Federal government stalling construction of new Alaska ferry
(AP) — The design and funding for a new Alaska ferry are ready to go, but the federal government is not.
Alaska Department of Transportation Commissioner Marc Luiken Friday warned members of the state Marine Transportation Advisory Board that an effort to build a new oceangoing ferry may run into trouble with the federal government.
Under federal law, "all steel or iron products that are permanently incorporated in a Federal-aid highway construction project" must be made in a "domestic manufacturing process."
That law holds true even if no one in the United States builds a particular part.
The only way to get around the law is to request a waiver from the administrator of the Federal Highway Administration, and President Trump has yet to appoint one.
Obtaining a waiver requires extensive jurisdiction and a thorough vetting process.
"The procurement guidelines are really, really strict," said Alaska Department of Transportation spokeswoman Aurah Landau. "It's not an easy and quick process to do that."

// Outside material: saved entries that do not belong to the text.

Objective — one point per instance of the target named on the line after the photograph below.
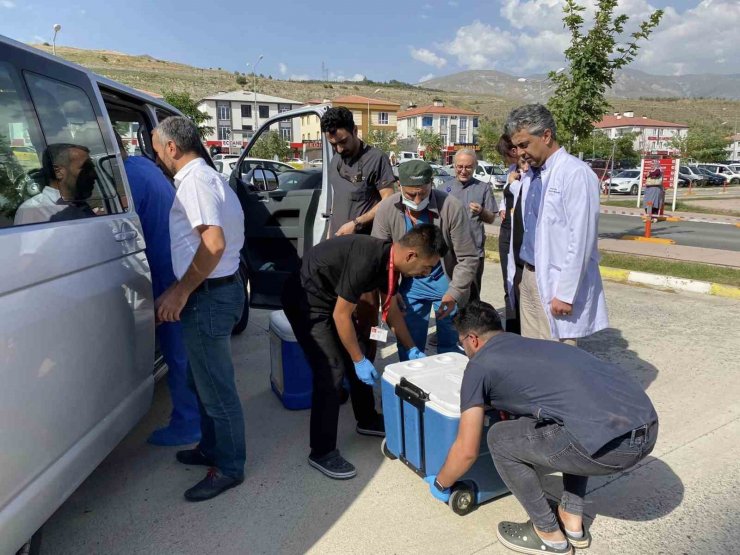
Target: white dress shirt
(204, 198)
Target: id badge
(379, 333)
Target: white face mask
(414, 206)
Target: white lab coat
(566, 246)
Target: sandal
(523, 538)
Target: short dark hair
(427, 239)
(504, 146)
(477, 317)
(337, 118)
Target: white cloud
(528, 36)
(428, 57)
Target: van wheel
(33, 547)
(241, 325)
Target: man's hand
(447, 305)
(346, 229)
(443, 496)
(169, 304)
(559, 308)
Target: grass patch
(675, 268)
(681, 206)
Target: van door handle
(125, 235)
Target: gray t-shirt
(595, 400)
(474, 191)
(355, 184)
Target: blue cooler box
(421, 408)
(290, 375)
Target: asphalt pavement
(683, 348)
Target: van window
(20, 157)
(80, 177)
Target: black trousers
(330, 363)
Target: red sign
(667, 166)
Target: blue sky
(381, 40)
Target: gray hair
(182, 132)
(465, 152)
(535, 118)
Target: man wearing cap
(449, 285)
(480, 206)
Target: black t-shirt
(595, 400)
(346, 267)
(355, 184)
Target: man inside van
(576, 414)
(69, 177)
(153, 197)
(206, 235)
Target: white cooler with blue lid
(421, 409)
(291, 378)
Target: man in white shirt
(561, 295)
(69, 175)
(206, 235)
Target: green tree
(593, 57)
(269, 145)
(703, 144)
(189, 107)
(488, 136)
(431, 142)
(382, 139)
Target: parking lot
(682, 499)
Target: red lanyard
(392, 283)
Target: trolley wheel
(462, 500)
(386, 452)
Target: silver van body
(77, 330)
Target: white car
(626, 182)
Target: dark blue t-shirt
(153, 197)
(595, 400)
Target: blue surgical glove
(443, 496)
(366, 371)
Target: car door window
(81, 179)
(21, 148)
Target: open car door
(286, 210)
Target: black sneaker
(333, 465)
(374, 428)
(212, 485)
(193, 457)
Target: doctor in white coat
(561, 294)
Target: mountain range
(629, 83)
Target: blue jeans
(518, 446)
(419, 302)
(207, 319)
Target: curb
(632, 277)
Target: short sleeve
(472, 391)
(202, 200)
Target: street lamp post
(56, 28)
(254, 91)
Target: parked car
(695, 178)
(725, 171)
(626, 182)
(77, 334)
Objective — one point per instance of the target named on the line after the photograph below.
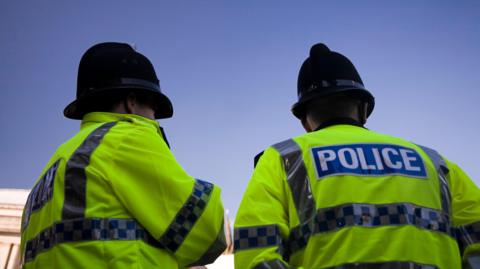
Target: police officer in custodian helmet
(343, 196)
(113, 196)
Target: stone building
(11, 208)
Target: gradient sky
(230, 69)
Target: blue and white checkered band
(332, 84)
(40, 194)
(76, 230)
(367, 160)
(187, 216)
(385, 265)
(257, 237)
(468, 235)
(369, 215)
(273, 264)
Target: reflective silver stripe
(40, 195)
(75, 175)
(369, 215)
(217, 247)
(75, 230)
(274, 264)
(297, 178)
(186, 217)
(385, 265)
(257, 237)
(442, 171)
(468, 235)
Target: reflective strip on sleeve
(442, 171)
(76, 230)
(274, 264)
(218, 246)
(385, 265)
(468, 234)
(187, 216)
(297, 178)
(75, 176)
(41, 194)
(369, 215)
(257, 237)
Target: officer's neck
(337, 121)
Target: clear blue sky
(230, 69)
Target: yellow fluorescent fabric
(268, 200)
(131, 175)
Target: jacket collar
(338, 121)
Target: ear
(131, 103)
(306, 125)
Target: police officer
(113, 196)
(343, 196)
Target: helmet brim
(299, 108)
(78, 108)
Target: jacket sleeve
(182, 213)
(262, 221)
(466, 214)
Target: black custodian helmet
(112, 68)
(327, 73)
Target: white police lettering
(326, 156)
(368, 159)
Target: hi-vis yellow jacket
(113, 196)
(347, 197)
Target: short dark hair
(338, 105)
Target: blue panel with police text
(368, 160)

Since Trump became president, it is unclear if the federal government has approved a single waiver anywhere in the United States.
It is unclear whether that lack of waivers is linked with Trump's repeated desire to encourage American manufacturing.

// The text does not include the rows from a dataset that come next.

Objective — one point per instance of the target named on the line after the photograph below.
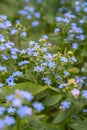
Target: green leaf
(52, 100)
(27, 86)
(79, 125)
(48, 126)
(62, 115)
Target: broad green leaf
(27, 86)
(52, 100)
(50, 126)
(62, 115)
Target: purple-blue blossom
(65, 105)
(84, 93)
(9, 120)
(24, 111)
(38, 106)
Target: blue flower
(11, 109)
(17, 73)
(2, 124)
(3, 68)
(28, 96)
(47, 81)
(1, 85)
(66, 73)
(35, 23)
(37, 14)
(21, 63)
(24, 111)
(2, 39)
(9, 120)
(63, 59)
(75, 46)
(65, 105)
(84, 93)
(38, 106)
(61, 86)
(2, 110)
(24, 34)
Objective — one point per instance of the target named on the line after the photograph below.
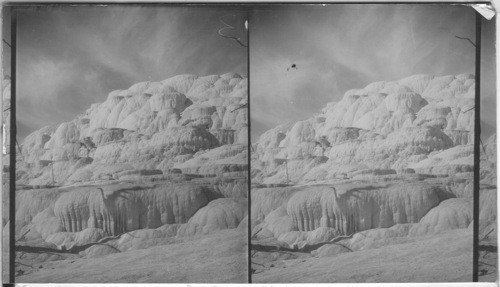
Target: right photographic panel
(362, 133)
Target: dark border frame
(12, 6)
(477, 153)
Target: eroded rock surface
(388, 165)
(160, 165)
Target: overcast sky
(71, 57)
(341, 47)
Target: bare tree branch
(230, 27)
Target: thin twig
(227, 26)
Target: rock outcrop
(151, 126)
(387, 164)
(155, 164)
(401, 125)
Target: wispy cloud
(348, 46)
(71, 57)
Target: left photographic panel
(131, 145)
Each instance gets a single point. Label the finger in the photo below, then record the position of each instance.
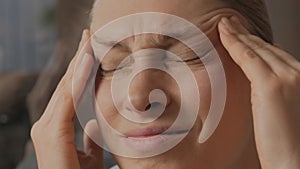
(61, 102)
(276, 61)
(251, 64)
(91, 138)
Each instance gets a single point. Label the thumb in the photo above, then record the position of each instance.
(90, 139)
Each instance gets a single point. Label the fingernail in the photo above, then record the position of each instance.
(226, 24)
(84, 35)
(86, 59)
(238, 25)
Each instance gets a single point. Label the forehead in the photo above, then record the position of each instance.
(107, 10)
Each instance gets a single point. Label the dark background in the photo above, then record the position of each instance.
(37, 40)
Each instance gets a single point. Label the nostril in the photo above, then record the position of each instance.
(153, 105)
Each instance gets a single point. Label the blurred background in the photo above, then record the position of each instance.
(38, 38)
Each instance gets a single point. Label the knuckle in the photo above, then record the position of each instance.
(249, 53)
(35, 130)
(254, 42)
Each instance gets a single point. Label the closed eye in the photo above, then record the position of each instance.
(195, 58)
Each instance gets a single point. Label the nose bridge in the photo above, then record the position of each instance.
(141, 86)
(149, 40)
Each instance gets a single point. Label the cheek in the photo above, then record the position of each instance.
(204, 87)
(105, 102)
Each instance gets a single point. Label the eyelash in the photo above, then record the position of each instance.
(197, 58)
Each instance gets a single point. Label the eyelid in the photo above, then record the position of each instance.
(196, 57)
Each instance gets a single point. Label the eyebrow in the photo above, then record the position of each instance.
(107, 41)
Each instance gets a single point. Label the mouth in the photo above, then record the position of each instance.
(151, 138)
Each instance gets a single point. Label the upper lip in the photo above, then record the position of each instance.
(152, 131)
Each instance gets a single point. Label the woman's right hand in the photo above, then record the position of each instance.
(53, 134)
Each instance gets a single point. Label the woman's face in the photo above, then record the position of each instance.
(232, 144)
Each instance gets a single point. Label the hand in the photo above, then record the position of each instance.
(275, 94)
(53, 135)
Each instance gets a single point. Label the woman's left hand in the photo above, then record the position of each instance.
(275, 94)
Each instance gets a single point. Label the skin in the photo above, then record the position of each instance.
(262, 99)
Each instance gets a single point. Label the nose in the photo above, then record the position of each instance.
(148, 90)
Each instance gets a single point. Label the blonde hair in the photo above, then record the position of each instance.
(256, 13)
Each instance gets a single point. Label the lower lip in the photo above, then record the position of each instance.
(152, 142)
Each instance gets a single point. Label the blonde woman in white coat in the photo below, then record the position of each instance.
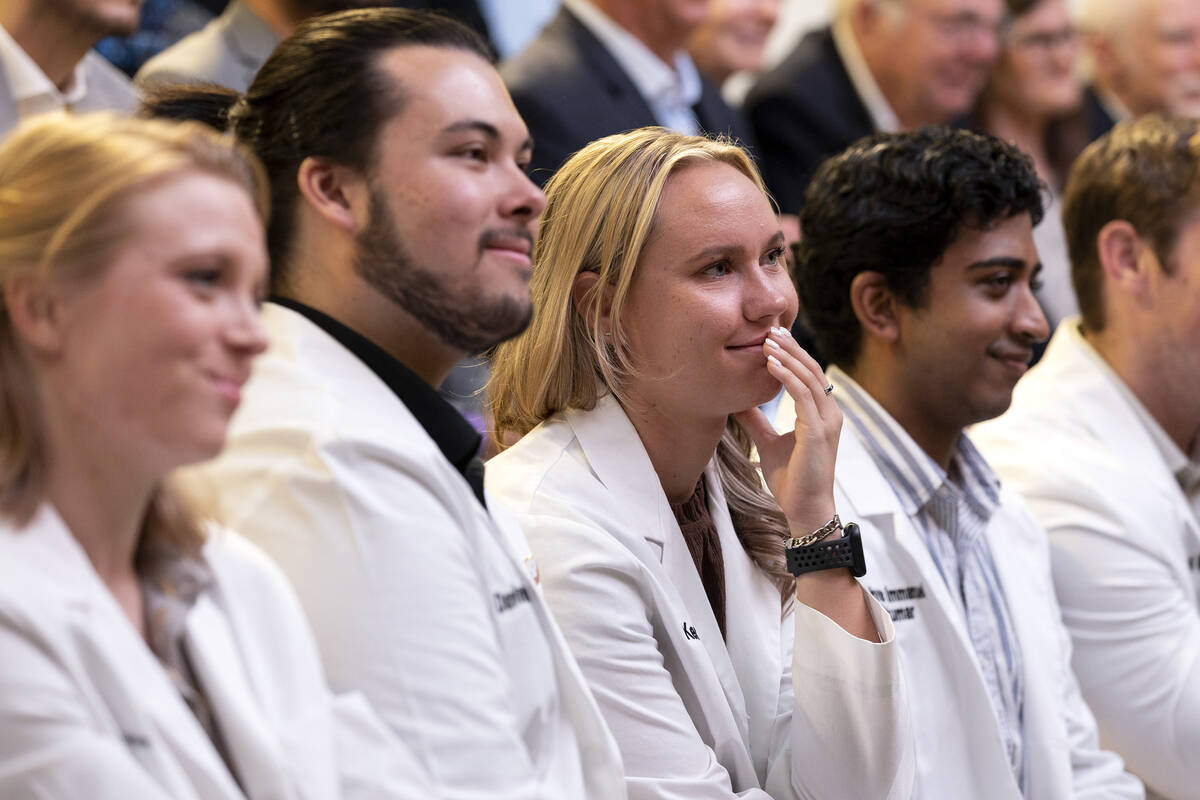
(142, 656)
(661, 302)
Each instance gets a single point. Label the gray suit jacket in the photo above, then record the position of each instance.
(227, 52)
(108, 89)
(570, 90)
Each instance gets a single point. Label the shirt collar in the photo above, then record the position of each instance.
(916, 477)
(454, 435)
(1185, 469)
(883, 116)
(28, 82)
(658, 82)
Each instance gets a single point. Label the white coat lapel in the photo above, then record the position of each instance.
(618, 457)
(1108, 416)
(754, 627)
(215, 657)
(157, 726)
(876, 501)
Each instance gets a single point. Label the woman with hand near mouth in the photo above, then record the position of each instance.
(142, 655)
(661, 302)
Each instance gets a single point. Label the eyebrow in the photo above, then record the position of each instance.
(1002, 260)
(720, 250)
(486, 128)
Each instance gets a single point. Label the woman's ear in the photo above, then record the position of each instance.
(875, 306)
(592, 300)
(336, 193)
(36, 313)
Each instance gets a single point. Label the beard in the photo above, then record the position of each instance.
(466, 319)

"FHWA (Federal Highway Administration) has not granted a waiver, as far as I know, since the new administration," Luiken told the advisory board. "Ultimately, it is an issue we have to get through before we put out a solicitation (for construction)."
The new oceangoing ferry is intended to replace the Tustumena, which was built in 1964 to serve Kodiak, the Alaska Peninsula and the Aleutians. For the second time in the past decade, Tustumena has been put out of service for an entire summer after drydock workers discovered extensive amounts of wasted steel that requires replacement.
The Tustumena is expected to return to service later this year, but it is unknown how long the state can keep it operating. Alaska Legislature this year appropriated money from the state vessel replacement fund for a new Tustumena. The federal government will pick up 90 percent of the cost, and the state will pay the rest.
That comes with a Buy American Act requirement, which is a problem.
"Just like American cars, you don't build ships in America with all American components," Luiken said.
Building the new Tustumena is estimated right now to require 75 waivers — down tremendously from the 1,250 waivers that were originally planned.
Navigation equipment might come from Norway, engines from Germany and cabling from Great Britain.
The state currently expects to solicit construction bids in midwinter and, if all goes as planned, anticipates a new ship will hit the water within four and a half years.